This project seeks to overcome this obstacle by using novel biochemical engineering techniques to manufacture proteins with specific phosphorylation codes and subsequently measure the materials properties of these phase separating-proteins. In doing so, a framework will be created to design other materials with similar reprogramming capabilities and potentially generate a new class of biomimetic materials for therapeutic and consumer use. Beyond that, given the multidisciplinary scientific and engineering requirements, this project will not only provide training opportunities for the next generation of interdisciplinary scientists but seek to expand that pipeline by providing research opportunities for students at local community colleges in the greater Los Angeles area.
TECHNICAL SUMMARY
Intrinsically disordered proteins (IDPs) persist as biopolymers in solution and can undergo phase separation into protein-rich liquid droplets, akin to polymer coacervation. These subcellular structures serve unique purposes, ranging from organelle sequestration to potentially behaving as bio-reactors within the cell. However, biology has built in an additional layer of sophistication; IDPs can be ?reprogrammed? via post-translational modifications to alter the materials properties, enabling a range of dynamic properties that would be impractical with well-folded proteins.
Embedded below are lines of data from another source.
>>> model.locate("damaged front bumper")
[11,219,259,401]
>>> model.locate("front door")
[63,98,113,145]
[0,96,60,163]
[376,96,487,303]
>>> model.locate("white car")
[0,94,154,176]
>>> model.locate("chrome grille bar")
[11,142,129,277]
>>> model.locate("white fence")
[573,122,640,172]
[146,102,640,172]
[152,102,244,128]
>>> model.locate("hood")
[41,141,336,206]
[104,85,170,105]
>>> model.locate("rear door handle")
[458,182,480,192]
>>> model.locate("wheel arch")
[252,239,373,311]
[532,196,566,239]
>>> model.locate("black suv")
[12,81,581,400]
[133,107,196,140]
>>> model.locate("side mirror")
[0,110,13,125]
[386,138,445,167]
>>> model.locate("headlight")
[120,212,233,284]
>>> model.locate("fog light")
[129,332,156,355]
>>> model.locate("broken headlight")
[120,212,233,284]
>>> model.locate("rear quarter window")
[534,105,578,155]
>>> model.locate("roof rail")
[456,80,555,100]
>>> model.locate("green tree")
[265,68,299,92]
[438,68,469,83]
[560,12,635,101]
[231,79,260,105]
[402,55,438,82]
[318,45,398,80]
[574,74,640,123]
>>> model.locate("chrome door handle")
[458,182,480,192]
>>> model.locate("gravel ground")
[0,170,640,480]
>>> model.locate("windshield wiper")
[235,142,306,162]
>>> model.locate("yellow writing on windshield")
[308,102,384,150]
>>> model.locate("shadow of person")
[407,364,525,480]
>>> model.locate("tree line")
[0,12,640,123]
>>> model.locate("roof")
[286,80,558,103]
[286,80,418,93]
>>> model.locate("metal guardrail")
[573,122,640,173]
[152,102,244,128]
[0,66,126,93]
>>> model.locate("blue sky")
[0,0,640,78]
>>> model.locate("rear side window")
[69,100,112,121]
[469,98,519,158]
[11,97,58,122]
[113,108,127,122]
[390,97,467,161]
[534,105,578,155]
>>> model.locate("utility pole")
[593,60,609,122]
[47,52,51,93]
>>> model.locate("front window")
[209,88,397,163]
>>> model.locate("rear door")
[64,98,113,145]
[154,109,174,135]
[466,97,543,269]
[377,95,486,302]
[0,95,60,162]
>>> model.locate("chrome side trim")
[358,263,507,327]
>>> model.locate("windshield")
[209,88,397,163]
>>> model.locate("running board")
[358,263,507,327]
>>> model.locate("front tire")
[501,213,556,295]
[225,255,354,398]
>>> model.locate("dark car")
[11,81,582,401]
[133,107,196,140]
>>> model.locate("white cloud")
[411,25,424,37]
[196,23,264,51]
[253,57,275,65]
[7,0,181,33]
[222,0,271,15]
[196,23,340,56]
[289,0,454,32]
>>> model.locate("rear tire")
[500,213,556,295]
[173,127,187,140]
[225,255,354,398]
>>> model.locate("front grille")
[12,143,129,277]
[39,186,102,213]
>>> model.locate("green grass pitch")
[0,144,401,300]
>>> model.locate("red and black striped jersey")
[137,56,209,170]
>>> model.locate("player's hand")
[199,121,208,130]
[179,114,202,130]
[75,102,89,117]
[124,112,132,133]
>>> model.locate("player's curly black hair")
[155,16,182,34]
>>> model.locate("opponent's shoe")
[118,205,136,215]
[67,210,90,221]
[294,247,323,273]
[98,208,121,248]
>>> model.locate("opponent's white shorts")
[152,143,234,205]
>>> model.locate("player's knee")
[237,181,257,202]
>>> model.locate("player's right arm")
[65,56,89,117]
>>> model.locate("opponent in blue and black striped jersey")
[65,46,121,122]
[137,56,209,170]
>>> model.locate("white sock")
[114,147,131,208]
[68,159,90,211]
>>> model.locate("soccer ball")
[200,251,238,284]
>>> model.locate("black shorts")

One particular modification, phosphorylation (or the addition of a divalently-charged phosphate group), has been shown to independently control the phase behavior and biomacromolecule transport properties of synapsin, an IDP that forms synapsin-rich liquid droplets within the neuron. While control of these properties is an inviting target for biomaterials investigation, deciphering the ?phosphorylation code? of modifications that can occur at multiple, distinct sites and correlating these codes to their resultant biological function remains a challenging obstacle. To overcome this barrier, insights from polymer science and physical chemistry will be used to target specific phosphorylation codes most likely to alter materials properties. Then, cell-free protein synthesis strategies will be used to express and purify synapsin with specific phosphorylation codes and measure their resultant biomaterials properties. Ultimately, this data will form the basis of a design framework that has explanatory and predictive power for reprogramming other IDP-based biomaterials and even synthetic polymer systems.
This award reflects NSF's statutory mission and has been deemed worthy of support through evaluation using the Foundation's intellectual merit and broader impacts review criteria.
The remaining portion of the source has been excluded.